5. Property-Based Proofs (tests/test_module_05_c01.py)

import dataclasses
from typing import assert_never

import pytest
from hypothesis import given
import hypothesis.strategies as st

# ... imports of your ADT types ...

@given(text=st.text(), path=st.lists(st.integers(), max_size=10).map(tuple),
       meta=st.dictionaries(st.text(), st.integers() | st.lists(st.integers())))
def test_chunk_immutability(text, path, meta):
    chunk = make_chunk(text=text, path=path, metadata=meta)
    with pytest.raises(dataclasses.FrozenInstanceError):
        chunk.text = "mutated"

@given(meta=st.dictionaries(st.text(), st.integers()))
def test_chunk_metadata_order_independent(meta):
    c1 = make_chunk(text="t", path=(), metadata=meta)
    c2 = make_chunk(text="t", path=(), metadata=dict(reversed(list(meta.items()))))
    assert c1 == c2
    assert hash(c1) == hash(c2)

@given(chunk=st.builds(make_chunk,
                      text=st.text(),
                      path=st.lists(st.integers(), max_size=10).map(tuple),
                      metadata=st.dictionaries(st.text(), st.integers() | st.none())))
def test_chunk_roundtrip(chunk):
    j = chunk_to_dict(chunk)
    reloaded = chunk_from_dict(j)
    assert chunk == reloaded

@given(succ=st.builds(success,
                     embedding=st.lists(st.floats(allow_nan=False, allow_infinity=False), max_size=10),
                     metadata=st.dictionaries(st.text(), st.integers())),
       fail=st.builds(failure, code=st.text(min_size=1), msg=st.text(), attempt=st.integers(min_value=1)))
def test_chunk_state_roundtrip(succ, fail):
    for state in (succ, fail):
        j = chunk_state_to_dict(state)
        reloaded = chunk_state_from_dict(j)
        assert state == reloaded

@given(node=st.recursive(
    st.builds(TextNode, content=st.text()),
    lambda children: st.one_of(
        st.builds(SectionNode, title=st.text(), children=children),
        st.builds(ListNode, items=children),
    ),
    max_leaves=20,
))
def test_node_exhaustive_match(node):
    def dummy(n: Node) -> int:
        match n:
            case TextNode():   return 0
            case SectionNode(): return 1
            case ListNode():    return 2
        assert_never(n)
    dummy(node)

6. Pre-Core Quiz

  1. Product type → AND of fields (dataclass)
  2. Tagged sum type → OR of variants with payloads
  3. frozen=True, slots=True → Immutability + efficiency
  4. assert_never → Exhaustiveness proof
  5. Why sorted tuple for metadata? → Stable equality & hash (independent of dict key order)

7. Post-Core Exercise

  1. Model your current chunk embedding state as a tagged sum type → add assert_never to every handler.
  2. Refactor one dict-based structure to frozen dataclass → test JSON round-trip + order-independent equality.
  3. Add a new variant to an existing sum type → verify mypy errors in all match sites.
  4. Replace a mutable class in your codebase with a frozen dataclass → measure memory improvement (slots!).
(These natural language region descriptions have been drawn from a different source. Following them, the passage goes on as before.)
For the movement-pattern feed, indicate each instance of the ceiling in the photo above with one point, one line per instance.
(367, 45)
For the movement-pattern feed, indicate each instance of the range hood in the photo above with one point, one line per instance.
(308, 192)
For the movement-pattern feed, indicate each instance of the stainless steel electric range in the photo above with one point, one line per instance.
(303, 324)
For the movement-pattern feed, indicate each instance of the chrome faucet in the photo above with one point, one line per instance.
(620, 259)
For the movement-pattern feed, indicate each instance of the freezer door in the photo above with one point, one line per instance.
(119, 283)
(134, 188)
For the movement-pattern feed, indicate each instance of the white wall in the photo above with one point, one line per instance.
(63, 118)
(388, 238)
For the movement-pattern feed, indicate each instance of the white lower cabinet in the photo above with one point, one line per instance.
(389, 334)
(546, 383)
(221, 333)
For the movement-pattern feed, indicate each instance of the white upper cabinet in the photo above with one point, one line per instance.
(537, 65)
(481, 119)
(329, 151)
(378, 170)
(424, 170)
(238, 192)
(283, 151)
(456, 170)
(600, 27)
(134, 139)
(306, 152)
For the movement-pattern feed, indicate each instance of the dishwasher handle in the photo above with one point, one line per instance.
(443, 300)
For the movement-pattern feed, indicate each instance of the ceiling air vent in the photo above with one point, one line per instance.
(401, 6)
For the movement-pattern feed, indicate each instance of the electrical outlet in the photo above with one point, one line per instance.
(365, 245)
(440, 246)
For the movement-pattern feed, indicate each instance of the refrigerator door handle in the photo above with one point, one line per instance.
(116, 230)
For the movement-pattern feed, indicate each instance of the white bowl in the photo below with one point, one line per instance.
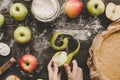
(45, 10)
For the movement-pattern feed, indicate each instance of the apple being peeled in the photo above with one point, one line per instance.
(73, 8)
(18, 11)
(60, 58)
(112, 11)
(22, 34)
(12, 77)
(28, 63)
(95, 7)
(2, 19)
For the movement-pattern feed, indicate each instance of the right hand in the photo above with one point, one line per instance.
(76, 73)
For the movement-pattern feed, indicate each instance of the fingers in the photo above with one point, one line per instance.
(68, 70)
(59, 76)
(75, 66)
(50, 70)
(55, 68)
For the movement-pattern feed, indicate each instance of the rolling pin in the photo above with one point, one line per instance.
(7, 65)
Next: M05C02 – Modelling Domain States (Pending/Running/Done, Success/Failure) as ADTs.

You now model every piece of domain data as pure, immutable, exhaustively-handled values — eliminating vast classes of bugs before they happen. The rest of Module 5 is about composing these ADTs into powerful abstractions (functors, applicatives, monoids).